A comforting and creamy pasta bake that’s packed with tender chicken, rich garlic Parmesan sauce, and a golden breadcrumb topping. Perfect for a family dinner or meal prep for the week.


Ingredients

Scale

For the pasta:

  • 12 oz (340g) penne or rigatoni pasta
  • 2 cups cooked chicken breast, shredded or diced
  • 2 tbsp olive oil
  • 3 cloves garlic, minced
  • 2 tbsp all-purpose flour
  • 2 cups whole milk
  • 1 cup chicken broth
  • 1 cup heavy cream
  • 1 ½ cups freshly grated Parmesan cheese
  • 1 cup shredded mozzarella cheese
  • 1 tsp Italian seasoning
  • ½ tsp red pepper flakes (optional)
  • Salt and black pepper, to taste

For the topping:

  • ½ cup panko breadcrumbs
  • ¼ cup grated Parmesan cheese
  • 2 tbsp melted butter
  • 1 tsp dried parsley (optional)

Instructions

1️⃣ Preheat the oven to 375°F (190°C).

2️⃣ Cook the pasta: Bring a large pot of salted water to a boil and cook the pasta until al dente according to package instructions. Drain and set aside.

3️⃣ Prepare the sauce: In a large skillet, heat olive oil over medium heat. Add the minced garlic and sauté for 1-2 minutes until fragrant.

4️⃣ Make a roux: Sprinkle in the flour and cook, stirring constantly, for 1-2 minutes.

5️⃣ Add liquids: Slowly whisk in the milk, chicken broth, and heavy cream. Bring the mixture to a gentle simmer and cook for 4-5 minutes, allowing it to thicken.

6️⃣ Incorporate the cheeses and seasonings: Stir in Parmesan cheese, mozzarella cheese, Italian seasoning, red pepper flakes (if using), salt, and pepper. Mix until smooth and creamy.

7️⃣ Combine pasta and chicken: In a large mixing bowl, toss the cooked pasta and shredded chicken with the garlic Parmesan sauce until well coated.

8️⃣ Assemble the bake: Grease a 9×13-inch baking dish and spread the pasta mixture evenly into it.

9️⃣ Prepare the topping: In a small bowl, mix panko breadcrumbs, grated Parmesan, melted butter, and dried parsley (if using).

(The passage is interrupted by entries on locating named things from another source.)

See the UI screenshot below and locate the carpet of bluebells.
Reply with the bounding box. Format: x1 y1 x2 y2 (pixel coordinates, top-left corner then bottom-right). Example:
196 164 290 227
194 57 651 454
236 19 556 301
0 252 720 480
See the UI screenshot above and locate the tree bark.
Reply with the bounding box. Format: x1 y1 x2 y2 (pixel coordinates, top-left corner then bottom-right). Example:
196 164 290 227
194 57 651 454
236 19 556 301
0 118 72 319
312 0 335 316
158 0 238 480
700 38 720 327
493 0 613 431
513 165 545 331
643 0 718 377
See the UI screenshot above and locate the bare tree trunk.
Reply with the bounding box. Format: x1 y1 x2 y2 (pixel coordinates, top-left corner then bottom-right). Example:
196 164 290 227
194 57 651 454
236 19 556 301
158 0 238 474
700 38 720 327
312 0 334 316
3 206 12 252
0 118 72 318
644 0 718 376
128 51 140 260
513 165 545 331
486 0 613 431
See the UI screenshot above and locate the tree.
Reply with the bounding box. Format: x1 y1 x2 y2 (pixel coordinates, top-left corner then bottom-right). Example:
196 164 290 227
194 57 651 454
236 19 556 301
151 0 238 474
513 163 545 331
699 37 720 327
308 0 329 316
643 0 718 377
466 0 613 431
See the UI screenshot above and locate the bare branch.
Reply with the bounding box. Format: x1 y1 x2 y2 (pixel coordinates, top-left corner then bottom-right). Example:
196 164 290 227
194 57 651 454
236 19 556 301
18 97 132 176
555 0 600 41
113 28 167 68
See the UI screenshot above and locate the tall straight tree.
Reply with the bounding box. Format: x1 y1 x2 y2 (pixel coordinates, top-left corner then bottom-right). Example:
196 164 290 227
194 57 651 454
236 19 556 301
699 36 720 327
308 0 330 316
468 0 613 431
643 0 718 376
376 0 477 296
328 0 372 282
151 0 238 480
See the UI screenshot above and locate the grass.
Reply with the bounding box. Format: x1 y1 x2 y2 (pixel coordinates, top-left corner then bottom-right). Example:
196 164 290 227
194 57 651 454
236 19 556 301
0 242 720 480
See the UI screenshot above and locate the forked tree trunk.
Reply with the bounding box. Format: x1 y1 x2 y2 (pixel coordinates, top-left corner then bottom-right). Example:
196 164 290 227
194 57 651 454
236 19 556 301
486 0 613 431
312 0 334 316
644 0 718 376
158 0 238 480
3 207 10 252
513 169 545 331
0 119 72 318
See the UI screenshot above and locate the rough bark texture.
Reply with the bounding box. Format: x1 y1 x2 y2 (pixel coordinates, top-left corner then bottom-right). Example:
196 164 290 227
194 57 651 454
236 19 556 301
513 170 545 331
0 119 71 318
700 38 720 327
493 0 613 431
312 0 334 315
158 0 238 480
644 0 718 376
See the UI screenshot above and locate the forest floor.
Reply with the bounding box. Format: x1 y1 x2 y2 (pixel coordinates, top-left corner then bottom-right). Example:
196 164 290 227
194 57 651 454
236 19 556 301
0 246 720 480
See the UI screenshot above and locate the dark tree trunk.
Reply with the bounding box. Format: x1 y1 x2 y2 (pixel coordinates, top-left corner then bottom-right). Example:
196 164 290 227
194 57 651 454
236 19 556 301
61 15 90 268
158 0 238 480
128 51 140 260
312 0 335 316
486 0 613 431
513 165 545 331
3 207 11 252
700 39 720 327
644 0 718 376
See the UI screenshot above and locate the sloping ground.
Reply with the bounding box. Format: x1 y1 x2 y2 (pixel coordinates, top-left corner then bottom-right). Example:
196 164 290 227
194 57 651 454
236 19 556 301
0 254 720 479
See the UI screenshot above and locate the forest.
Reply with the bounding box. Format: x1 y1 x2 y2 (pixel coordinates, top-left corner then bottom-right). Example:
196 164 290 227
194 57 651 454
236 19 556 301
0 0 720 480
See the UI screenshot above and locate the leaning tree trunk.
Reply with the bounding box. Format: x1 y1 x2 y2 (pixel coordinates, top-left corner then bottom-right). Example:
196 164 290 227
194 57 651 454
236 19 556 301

Sprinkle evenly over the pasta.

🔟 Bake: Place the dish in the preheated oven and bake for 20-25 minutes, or until the top is golden brown and the sauce is bubbling.

1️⃣1️⃣ Cool and serve: Let the pasta bake rest for 5 minutes before serving. Garnish with extra parsley or Parmesan, if desired.

Notes

  • Make-ahead tip: Assemble the dish up to step 8, cover tightly with foil, and refrigerate for up to 24 hours. Add the topping just before baking.
  • Storage: Store leftovers in an airtight container in the refrigerator for up to 3 days. Reheat in the oven at 350°F (175°C) or in the microwave until warmed through.
  • Customization: Add sautéed mushrooms, spinach, or peas for extra veggies.